Modern & Contemporary South Asian Art

Modern & Contemporary South Asian Art

View full screen - View 1 of Lot 67. ZARINA | HOMES I MADE .

PROPERTY FROM THE COLLECTION OF JOHN MOORE BEING SOLD TO BENEFIT INTERNATIONAL STUDIO & CURATORIAL PROGRAM (ISCP), NEW YORK

ZARINA | HOMES I MADE

Auction Closed

March 16, 05:19 PM GMT

Estimate

5,000 - 7,000 USD

Lot Details

Description

PROPERTY FROM THE COLLECTION OF JOHN MOORE BEING SOLD TO BENEFIT INTERNATIONAL STUDIO & CURATORIAL PROGRAM (ISCP), NEW YORK

ZARINA

b. 1937

HOMES I MADE 


Cast and painted aluminium 

3 x 2 ¼ x 2 ¼ in. (7.6 x 5.7 x 5.7 cm.)

Executed in 1991

Gifted from the artist to John L. Moore

Zarina not only mastered the art of print-making but also explored her ideas in the three-dimensional sphere. She cast works in paper, metal, wood and terra-cotta. The present lot is a sculpture cast in aluminum and painted in a dark color. It concerns itself with the concept of ‘home’ “whether personal, geographical, national, spiritual, or familial” a theme that resonates throughout her artistic oeuvre. (Where are They Now? Works by Zarina Hashmi, https://hammer.ucla.edu/blog/2018/07/where-are-they-now-works-by-zarina-hashmi) As she states, “I make a home wherever I am. My home is my hiding place, a house with four walls, sometimes with four wheels.” (Tasnim, Zarina Hashmi: Mapping Home, Muslim Media Watch,https://www.patheos.com/blogs/mmw/2012/01/zarina-hashmi-mapping-home/)
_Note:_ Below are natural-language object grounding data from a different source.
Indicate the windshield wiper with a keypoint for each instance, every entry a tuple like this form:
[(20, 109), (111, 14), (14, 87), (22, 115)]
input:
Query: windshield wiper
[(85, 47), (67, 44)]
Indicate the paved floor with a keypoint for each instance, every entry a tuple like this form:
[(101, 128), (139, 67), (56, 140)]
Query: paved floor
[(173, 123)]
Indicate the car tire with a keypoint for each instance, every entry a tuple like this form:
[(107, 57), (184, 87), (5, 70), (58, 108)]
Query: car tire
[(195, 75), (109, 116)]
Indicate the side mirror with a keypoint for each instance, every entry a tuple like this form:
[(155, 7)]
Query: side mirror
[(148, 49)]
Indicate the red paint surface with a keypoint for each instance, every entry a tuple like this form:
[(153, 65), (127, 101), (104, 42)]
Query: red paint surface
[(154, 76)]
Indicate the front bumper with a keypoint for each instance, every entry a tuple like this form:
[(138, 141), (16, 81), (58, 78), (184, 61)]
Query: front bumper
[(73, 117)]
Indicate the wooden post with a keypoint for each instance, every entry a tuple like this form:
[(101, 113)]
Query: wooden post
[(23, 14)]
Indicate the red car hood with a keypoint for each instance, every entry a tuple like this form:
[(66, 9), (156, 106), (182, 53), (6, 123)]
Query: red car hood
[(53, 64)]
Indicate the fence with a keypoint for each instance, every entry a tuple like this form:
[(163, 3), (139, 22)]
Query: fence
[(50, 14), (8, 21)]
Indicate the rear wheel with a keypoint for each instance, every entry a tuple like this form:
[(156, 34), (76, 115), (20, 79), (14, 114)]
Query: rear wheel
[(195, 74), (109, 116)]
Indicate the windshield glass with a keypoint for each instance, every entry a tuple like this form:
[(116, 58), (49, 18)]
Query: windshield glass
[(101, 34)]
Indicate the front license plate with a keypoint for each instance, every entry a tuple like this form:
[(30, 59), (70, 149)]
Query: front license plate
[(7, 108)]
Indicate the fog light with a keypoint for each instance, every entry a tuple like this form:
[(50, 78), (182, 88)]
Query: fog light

The aluminum is not shiny or glossy but dark, the structure is a simple geometrical form – a cube with a triangular roof and circular wheels. It has the appearance of a woodblock structure created by a child while at play. Could it be an old childhood toy that was once lost and found so many years later, conjuring up memories of childhood? The wheels are suggestive of the peripatetic life Zarina has led and more generally the life of a migrant, someone who has been on the move. (Z. Jumabhoy, The Art of Zarina, ArtForum online, https://www.artforum.com/print/201907/zehra-jumabhoy-on-the-art-of-zarina-80522)


While simple in appearance, the sculpture raises several complex questions – Is the house inhabited? Whose house is it? Is it Zarina’s house or does it belong to one of the families making that difficult journey across the then newly formed Radcliffe Line at the time of Partition?